Dieses Jahr also ein anderes Problem: Sie wünscht sich dies und jenes. Sie hat mir auch schon gesagt: Sie braucht das! Es ist wichtig, dass ich ihr das schenke. Ja ... aber ich hatte was anderes gedacht. Euch kann ich es ja sagen, aber nix verraten: Ein Auto. Zu einem von Steffis Träumen gehört: Einmal im Leben eine VW-Bus fahren. Aber jedes Mal wenn sie ein Auto brauchte, war da irgendwie keiner. Und da sie in Schlesiwig-Holstein arbeitet und wirklich auf ein Auto angewiesen ist, hatte sie auch nie Zeit um einen Bus zu suchen. Und wie ich erwähnte: Sie ist ein Sparfuchs. "Nein, der ist mir zu teuer. Da fahr ich lieber mit dem alten Ford weiter!" Wie der Zufall es so will, sagt mein Bruder vor drei Tagen beim Bier: "Ryan, ein Kumpel von mir will seinen VW-Bus verkaufen. Total Festival geeignet, total ausgebaut mit Bett und so. Hast du nicht Lust den zu kaufen?  Mach mal schnell deinen Führerschein und dann kannst du den doch fahren." Dumm: Ich hab gar keine Lust Führerschein zu machen. Kostet Zeit und Geld und mein Fahrrad bringt mich auch dorthin, wo ich hin muss. Aber Steffi könnte doch VW-Bus fahren... ihre Reaktionmal wieder: "Oh nee, der ist zu teuer, der ist alt, der muss dauernd repariert werden ..." Gut ... ihr jetztiges Auto war in den letzten 6 Wochen auch 3 Mal inner Werkstatt. Und mein anderer Bruder sagt, VW ist robust. Ich kenn mich ja nicht aus. Ich würde Autos nach der Farbe auswählen. 

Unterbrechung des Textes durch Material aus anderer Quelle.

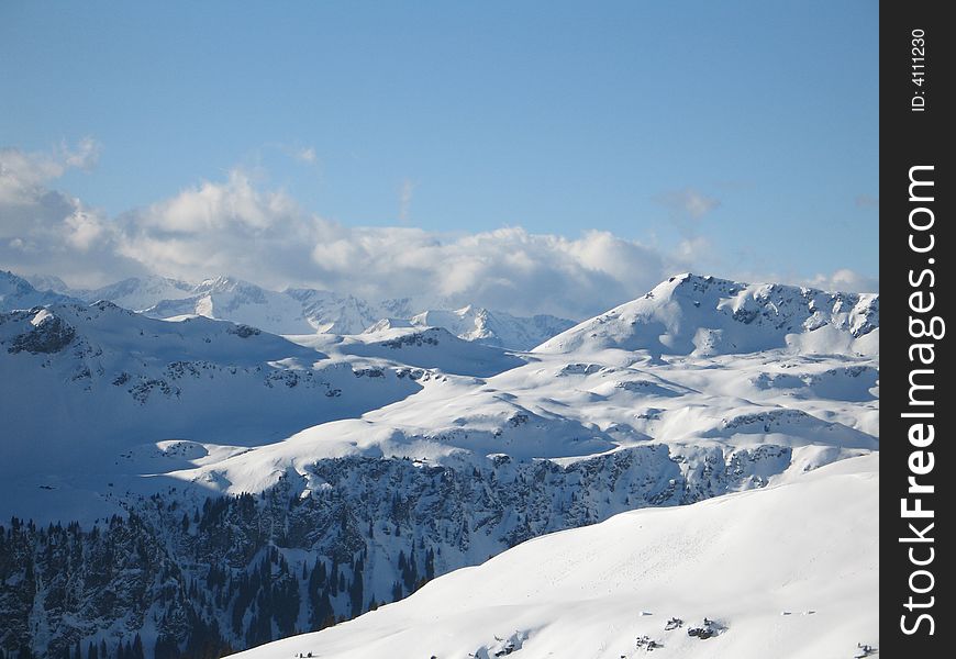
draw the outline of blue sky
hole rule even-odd
[[[42,185],[111,221],[242,171],[344,227],[871,281],[877,65],[863,0],[7,1],[0,147],[92,139]]]

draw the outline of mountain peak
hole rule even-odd
[[[685,272],[545,342],[535,351],[620,348],[662,355],[879,350],[879,295]]]

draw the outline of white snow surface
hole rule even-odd
[[[819,659],[879,647],[879,457],[525,541],[236,659]],[[665,630],[671,617],[683,625]],[[703,619],[715,636],[688,635]],[[511,651],[509,651],[509,648]]]
[[[0,515],[85,521],[170,484],[257,492],[342,456],[567,465],[654,445],[698,470],[779,449],[748,462],[741,487],[759,488],[878,449],[878,298],[692,276],[653,292],[531,353],[411,322],[284,338],[110,303],[5,313]],[[786,323],[760,320],[770,304]],[[732,343],[692,349],[691,321]]]
[[[409,298],[371,303],[354,295],[315,289],[273,291],[235,277],[221,276],[199,283],[164,277],[133,277],[99,289],[69,290],[57,278],[34,276],[37,293],[27,304],[2,309],[29,309],[55,301],[52,292],[74,300],[107,300],[158,319],[202,315],[253,325],[273,334],[359,334],[371,327],[442,327],[465,340],[512,349],[531,349],[574,322],[551,315],[519,317],[471,305],[455,311],[430,310],[426,300]],[[26,283],[23,281],[23,283]],[[0,303],[2,303],[0,282]],[[42,301],[46,294],[47,300]],[[63,300],[66,301],[66,300]],[[425,311],[422,311],[422,310]]]
[[[775,348],[877,355],[879,295],[685,273],[551,338],[535,351],[604,348],[643,349],[654,357]]]

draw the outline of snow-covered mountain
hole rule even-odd
[[[879,647],[879,458],[552,534],[236,659],[819,659]],[[708,621],[708,622],[705,622]]]
[[[54,291],[38,291],[26,279],[0,270],[0,312],[69,302],[78,300]]]
[[[412,316],[410,323],[420,327],[444,327],[465,340],[525,350],[574,325],[553,315],[516,317],[471,305],[455,311],[425,311]]]
[[[876,354],[879,295],[679,275],[535,351],[727,355],[788,346],[800,353]]]
[[[255,298],[234,283],[210,282],[213,310]],[[399,302],[367,333],[285,338],[109,303],[0,314],[0,518],[41,522],[0,528],[0,648],[112,657],[140,634],[218,657],[543,534],[878,449],[877,297],[652,293],[524,354]]]
[[[156,319],[202,315],[273,334],[360,334],[380,322],[394,325],[405,321],[408,326],[442,327],[465,340],[530,350],[574,325],[573,321],[551,315],[519,317],[470,305],[455,311],[422,311],[421,303],[409,298],[370,303],[316,289],[289,288],[279,292],[235,277],[216,277],[197,284],[164,277],[134,277],[99,289],[76,290],[55,277],[34,276],[30,281],[41,291],[86,302],[105,300]],[[51,297],[43,303],[55,300]]]

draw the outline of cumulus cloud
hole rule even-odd
[[[566,237],[521,227],[475,234],[352,227],[263,189],[238,169],[107,217],[48,188],[66,169],[89,167],[95,154],[82,145],[52,155],[0,152],[0,265],[71,286],[146,273],[191,281],[227,273],[274,289],[314,287],[374,301],[410,297],[434,306],[471,303],[583,319],[694,269],[711,250],[699,236],[665,254],[600,231]],[[689,216],[715,203],[685,202]],[[869,286],[848,271],[824,279],[814,284]]]

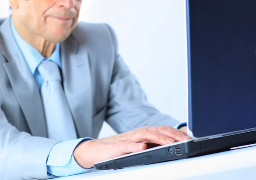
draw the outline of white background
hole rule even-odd
[[[0,17],[7,17],[8,1],[0,2]],[[184,16],[182,0],[84,0],[79,18],[113,27],[148,101],[180,121],[187,116]],[[114,134],[105,124],[99,137]]]

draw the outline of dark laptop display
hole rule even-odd
[[[201,137],[256,127],[256,0],[187,3],[189,129]]]
[[[256,0],[186,0],[186,9],[188,130],[193,138],[98,162],[96,169],[256,144]]]

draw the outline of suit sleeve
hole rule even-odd
[[[180,122],[161,113],[147,101],[145,93],[118,52],[115,34],[105,24],[111,36],[115,59],[109,95],[107,122],[118,133],[143,126],[169,125]]]
[[[0,179],[42,180],[52,177],[47,175],[46,162],[51,149],[58,142],[19,131],[9,122],[0,108]]]

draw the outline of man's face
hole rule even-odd
[[[75,28],[82,1],[9,0],[18,28],[55,43],[65,40]]]

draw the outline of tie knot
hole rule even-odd
[[[58,67],[52,61],[43,61],[38,69],[45,81],[61,81]]]

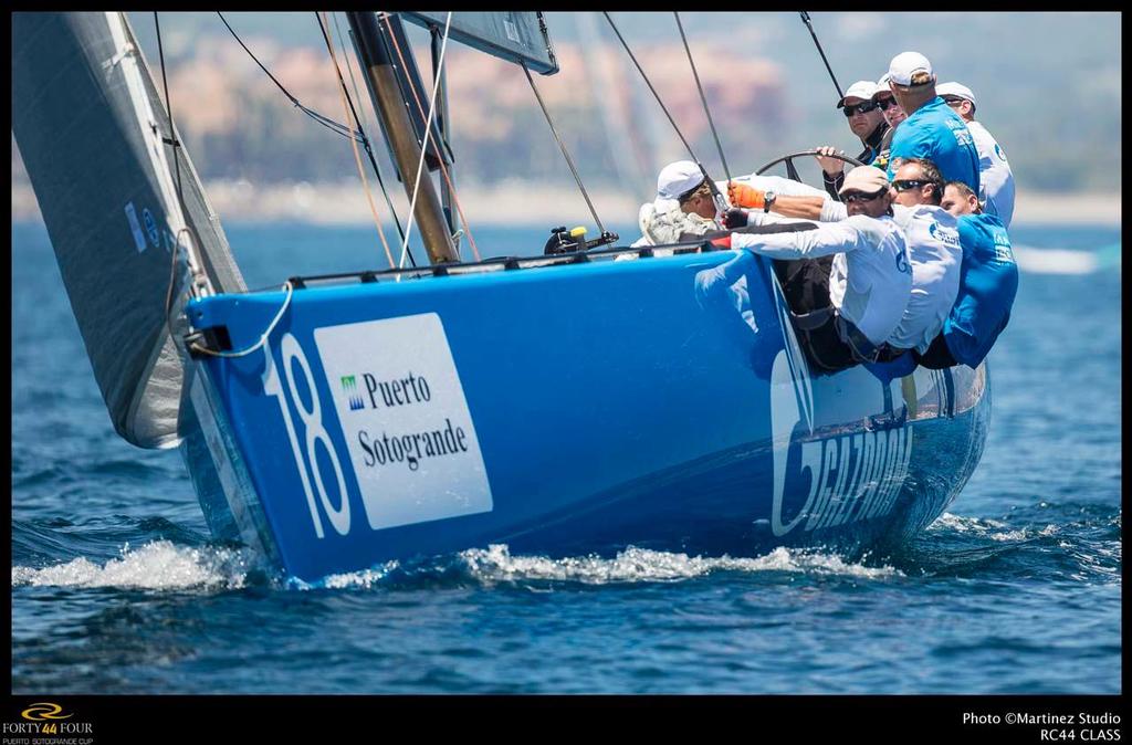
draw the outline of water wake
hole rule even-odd
[[[612,558],[590,555],[566,558],[513,556],[506,545],[487,549],[469,549],[439,564],[402,565],[389,562],[365,572],[351,572],[326,577],[323,588],[371,588],[414,575],[434,579],[462,575],[479,584],[522,581],[578,582],[582,584],[633,584],[637,582],[678,582],[715,572],[786,572],[811,575],[839,575],[861,579],[903,576],[891,566],[866,566],[848,563],[835,554],[813,549],[777,548],[765,556],[732,558],[703,557],[628,547]],[[306,585],[312,588],[315,585]]]
[[[232,590],[245,586],[255,559],[247,550],[190,548],[160,540],[98,565],[86,557],[42,568],[14,566],[12,586]]]

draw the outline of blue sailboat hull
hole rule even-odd
[[[188,311],[243,350],[285,301]],[[811,375],[769,264],[731,251],[299,289],[195,373],[206,513],[303,580],[492,542],[899,545],[989,417],[985,367]]]

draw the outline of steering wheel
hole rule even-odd
[[[755,174],[756,175],[762,175],[771,166],[778,165],[782,161],[786,161],[786,175],[787,175],[787,178],[790,179],[790,180],[792,180],[792,181],[801,181],[801,179],[798,177],[798,169],[796,169],[794,166],[794,159],[801,157],[804,155],[806,155],[806,156],[813,156],[813,155],[818,155],[818,154],[820,153],[816,149],[800,151],[798,153],[790,153],[789,155],[783,155],[782,157],[774,159],[773,161],[771,161],[770,163],[767,163],[763,168],[761,168],[757,171],[755,171]],[[848,155],[833,154],[833,155],[829,155],[826,157],[832,157],[832,159],[835,159],[835,160],[839,160],[839,161],[843,161],[843,162],[850,163],[852,165],[864,165],[864,163],[861,163],[857,159],[849,157]]]

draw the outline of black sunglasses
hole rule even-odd
[[[921,186],[937,186],[935,181],[927,181],[924,179],[899,179],[892,182],[892,188],[897,191],[908,191],[909,189],[918,189]]]
[[[881,189],[874,194],[861,194],[860,191],[849,191],[841,195],[841,199],[846,204],[852,204],[854,202],[872,202],[873,199],[880,199],[884,196],[887,189]]]
[[[872,101],[866,101],[865,103],[857,103],[851,106],[846,106],[841,111],[844,112],[846,119],[848,119],[858,111],[861,112],[863,114],[867,114],[869,111],[873,111],[874,109],[876,109],[876,104],[873,103]]]

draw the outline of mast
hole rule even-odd
[[[374,99],[374,109],[381,118],[397,169],[403,177],[401,180],[405,186],[405,192],[412,200],[413,175],[420,162],[421,145],[417,142],[417,134],[409,120],[406,102],[397,86],[393,60],[381,41],[375,14],[348,12],[346,18],[358,40],[359,61],[370,80],[369,91]],[[401,23],[397,18],[392,18],[391,22]],[[427,172],[420,179],[413,217],[417,219],[424,249],[434,264],[460,260],[448,232],[440,199]]]

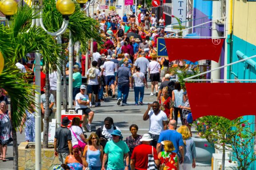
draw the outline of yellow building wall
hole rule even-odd
[[[256,45],[256,2],[234,0],[234,35]]]

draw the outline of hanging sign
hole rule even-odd
[[[224,39],[165,38],[169,61],[192,62],[207,59],[219,62]]]
[[[193,119],[256,115],[256,83],[185,83]]]

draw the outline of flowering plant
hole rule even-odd
[[[222,169],[225,167],[226,151],[233,153],[237,161],[238,169],[249,169],[251,163],[256,160],[254,139],[256,132],[252,132],[248,121],[242,117],[230,120],[223,117],[208,116],[200,117],[196,123],[196,130],[217,150],[223,152]],[[206,146],[207,145],[207,146]],[[208,146],[205,144],[204,146]],[[232,162],[231,160],[229,162]]]

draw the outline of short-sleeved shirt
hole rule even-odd
[[[131,69],[126,66],[120,67],[117,70],[116,76],[118,77],[117,83],[118,85],[129,85],[130,80],[132,76]]]
[[[144,74],[147,73],[147,69],[149,65],[148,60],[144,57],[139,57],[135,61],[134,66],[138,66],[140,68],[140,71]]]
[[[134,79],[134,87],[144,87],[145,78],[144,74],[141,72],[136,72],[132,74],[132,78]]]
[[[115,63],[111,61],[105,62],[103,68],[106,71],[106,76],[115,75]]]
[[[79,87],[82,85],[82,75],[78,72],[73,73],[73,87]]]
[[[157,143],[160,143],[164,140],[169,140],[172,143],[175,148],[173,152],[178,154],[179,157],[180,157],[179,147],[184,145],[182,135],[175,130],[167,129],[161,132]]]
[[[167,121],[167,116],[163,111],[156,115],[152,110],[148,112],[149,116],[149,131],[148,132],[155,135],[159,135],[164,130],[163,121]]]
[[[52,94],[50,94],[50,97],[49,97],[49,101],[50,101],[50,104],[51,103],[54,103],[55,102],[55,100],[54,99],[54,97]],[[45,108],[45,93],[44,93],[41,95],[41,103],[43,104],[43,106],[44,108]]]
[[[148,65],[148,69],[150,70],[151,74],[159,73],[159,69],[160,68],[160,64],[155,61],[152,61]]]
[[[111,169],[124,168],[124,154],[129,152],[128,146],[122,140],[115,142],[110,140],[107,143],[104,152],[108,155],[108,167]]]
[[[148,168],[148,155],[152,155],[152,146],[142,144],[135,147],[132,152],[131,159],[135,160],[135,169],[146,170]],[[154,159],[158,160],[156,150],[153,147]]]
[[[81,100],[86,100],[87,102],[90,101],[89,100],[89,97],[88,96],[84,94],[81,94],[81,93],[79,93],[76,94],[76,98],[75,100],[76,100],[76,110],[78,108],[87,108],[87,106],[85,106],[82,104],[79,104],[77,102],[77,100],[80,99]]]
[[[60,127],[55,131],[54,138],[57,139],[58,152],[69,152],[68,141],[72,140],[71,132],[67,128]]]
[[[91,69],[91,68],[90,68],[90,69]],[[86,75],[89,75],[89,71],[90,69],[88,70],[87,71]],[[88,80],[88,84],[89,85],[97,85],[99,84],[99,81],[98,81],[98,77],[100,76],[100,72],[98,69],[95,69],[95,71],[96,72],[96,76],[95,76],[95,77],[94,77],[94,78],[89,78],[89,80]]]

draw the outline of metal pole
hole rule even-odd
[[[71,32],[69,31],[69,63],[68,69],[68,108],[73,106],[73,44],[71,38]]]
[[[57,37],[57,43],[61,44],[61,35]],[[61,55],[60,54],[60,55]],[[60,66],[61,67],[61,66]],[[57,127],[60,126],[61,122],[61,68],[60,67],[57,68],[57,90],[56,97],[56,119]]]
[[[38,12],[40,10],[40,6],[38,4],[35,7],[36,13],[39,14]],[[40,26],[40,22],[39,18],[36,19],[36,27]],[[36,60],[36,64],[35,66],[35,76],[36,78],[35,80],[35,84],[36,85],[36,97],[35,104],[36,104],[36,116],[35,116],[35,150],[36,153],[36,160],[35,167],[36,170],[40,170],[41,169],[41,91],[40,90],[41,87],[41,74],[40,73],[40,54],[39,53],[35,53],[35,59]]]

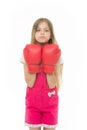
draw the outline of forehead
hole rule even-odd
[[[49,25],[47,22],[40,22],[37,28],[49,28]]]

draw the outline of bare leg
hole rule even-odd
[[[38,128],[29,128],[29,130],[41,130],[41,127],[38,127]]]
[[[44,128],[44,130],[55,130],[55,128]]]

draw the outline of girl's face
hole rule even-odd
[[[35,39],[39,43],[47,43],[51,37],[49,26],[46,22],[41,22],[35,33]]]

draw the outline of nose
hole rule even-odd
[[[41,35],[44,34],[44,30],[41,30],[41,33],[40,33],[40,34],[41,34]]]

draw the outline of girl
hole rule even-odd
[[[25,46],[21,58],[27,84],[25,125],[29,126],[30,130],[41,130],[41,126],[44,130],[49,128],[55,130],[58,124],[58,91],[63,61],[50,20],[47,18],[36,20],[32,28],[31,43]],[[50,50],[54,51],[52,55],[48,54],[51,53]],[[56,50],[57,58],[54,54]],[[46,59],[48,55],[51,56],[51,60]],[[52,68],[49,68],[51,65],[46,66],[51,62],[55,62],[55,66]]]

Ich weiss nicht so wirklich, was ich machen soll. Ich hab ihr auch schon angeboten, dass wir den zusammen kaufen. Hälfte sie, Hälfte ich. Aber das wollte sie auch nicht.  Aber sie schaut häufig die Bilder an, die mein Bruder von dem Bus dagelassen hat. Also ... will diese Frau dieses Auto?